Find the area bounded by the graphs of the following functions: f(x)=x^2, g(x)=x^3.

To find the area bounded by the graphs of the following
functions : f(x)=x^2, g(x)=x^3.

Let  us first find the
points where f(x) = y  = x^2  and g(x)= y = x^3
intersect.

At tthe inersection y coordinates are equal.

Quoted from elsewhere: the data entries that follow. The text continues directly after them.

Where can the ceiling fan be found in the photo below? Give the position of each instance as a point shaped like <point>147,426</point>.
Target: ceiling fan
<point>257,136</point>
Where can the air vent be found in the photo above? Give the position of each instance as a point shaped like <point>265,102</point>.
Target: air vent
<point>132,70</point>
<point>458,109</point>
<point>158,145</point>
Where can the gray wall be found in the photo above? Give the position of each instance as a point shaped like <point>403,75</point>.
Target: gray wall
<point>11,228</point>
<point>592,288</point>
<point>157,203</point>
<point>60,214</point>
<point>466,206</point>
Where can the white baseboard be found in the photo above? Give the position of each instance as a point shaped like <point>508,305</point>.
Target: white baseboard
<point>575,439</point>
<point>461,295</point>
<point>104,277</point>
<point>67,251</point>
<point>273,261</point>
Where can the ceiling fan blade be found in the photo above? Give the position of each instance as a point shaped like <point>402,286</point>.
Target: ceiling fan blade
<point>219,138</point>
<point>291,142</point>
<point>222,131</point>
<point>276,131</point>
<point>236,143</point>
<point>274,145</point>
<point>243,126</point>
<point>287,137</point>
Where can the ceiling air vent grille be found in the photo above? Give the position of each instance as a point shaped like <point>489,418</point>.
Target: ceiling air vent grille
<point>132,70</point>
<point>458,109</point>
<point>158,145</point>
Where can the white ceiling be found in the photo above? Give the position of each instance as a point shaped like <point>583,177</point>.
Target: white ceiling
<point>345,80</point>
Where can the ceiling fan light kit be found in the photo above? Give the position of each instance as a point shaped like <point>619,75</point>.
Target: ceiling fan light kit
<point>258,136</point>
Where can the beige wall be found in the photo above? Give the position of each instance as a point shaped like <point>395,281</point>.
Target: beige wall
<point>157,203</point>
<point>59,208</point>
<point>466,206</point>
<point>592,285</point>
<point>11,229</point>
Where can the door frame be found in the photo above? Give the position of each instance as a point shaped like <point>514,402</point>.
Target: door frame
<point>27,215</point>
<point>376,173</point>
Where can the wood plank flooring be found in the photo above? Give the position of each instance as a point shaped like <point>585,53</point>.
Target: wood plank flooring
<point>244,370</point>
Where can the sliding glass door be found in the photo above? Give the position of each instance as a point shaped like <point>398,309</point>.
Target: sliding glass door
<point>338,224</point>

So
x^2=x^3.

x^2-x^3 = 0. So
x^2(1-x).

Therefore x = 0 and 1-x = 0. Or x=
1.

So the point of intersections are at x= 0  and x=
1.

Thefore the area under f(x)  from x= 0 to x =1 is
calculated now:

The area A of the function f(x) between x =
a and x = b is given by:

A = F(b)-F(a), where F(x) =
Int(x)dx.

Int f(x) dx = Int x^2
dx.

F(x)  = 
(1/3)x^3.

Therefore  Area = F(b) -F(a)  =  (1/3) (1^3-0^3)
= 1/3.

Similarly area under g(x)  is given
by:

B = G(b)-G(a) , where G(x) = Int g(x)
dx.

G(x) = Int x^3 dx =
(1/4)x^4.

B = G(1)- G(0) = (1/4) (1^4-0^4) =
1/4.

Therefore the area enclosed betweeen f(x) and g(x) =
|A-B| = (1/3-1/4) = 1/12 sq units.